Hardcoded main site in CSP

[akerl]

Hi!

I was doing some checking on my web services and noticed that GoatCounter hardcodes the CSP for the main goatcounter CDN as part of the codebase: https://github.com/arp242/goatcounter/blob/main/handlers/mw.go#L347

That CSP makes sense when somebody is using the CDN, but given I'm self-hosting the count.js file, is that necessary? Also, for the count file itself, I'm wondering if it needs to serve up any CSP allowances at all given that it's self-contained?

Happy to try to put up a PR to adjust the behavior if the above makes sense.

Thanks!

[arp242]

The rationale for putting it in there is that anyone can always use gc.zgo.at without mucking about. I'm not sure if anyone is actually doing that, or if it's actually useful in the first place? 🤔 But I don't think it really hurts, either?

[akerl]

I think maybe we're talking about different things?

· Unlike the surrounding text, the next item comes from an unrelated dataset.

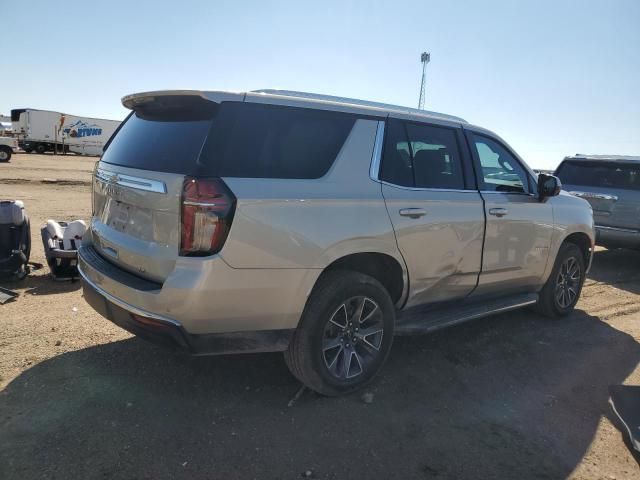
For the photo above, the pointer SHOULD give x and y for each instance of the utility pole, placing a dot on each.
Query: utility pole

If I understand correctly, the code I linked to is what the goatcounter server returns. So somebody who's pointing the <script> tag on their site at the CDN will never hit it: their request will be served by the CDN, which will return the JS file with the CSP configured there.

But for folks who are self-hosting, their server is returning that CSP for the count file, so my count file hosted at http://goat.akerl.app/count.js returns a CSP permitting script loads from the CDN server. It seems like the CSP that ought to be returned is just self, since the count file isn't loading any external scripts/styles at all.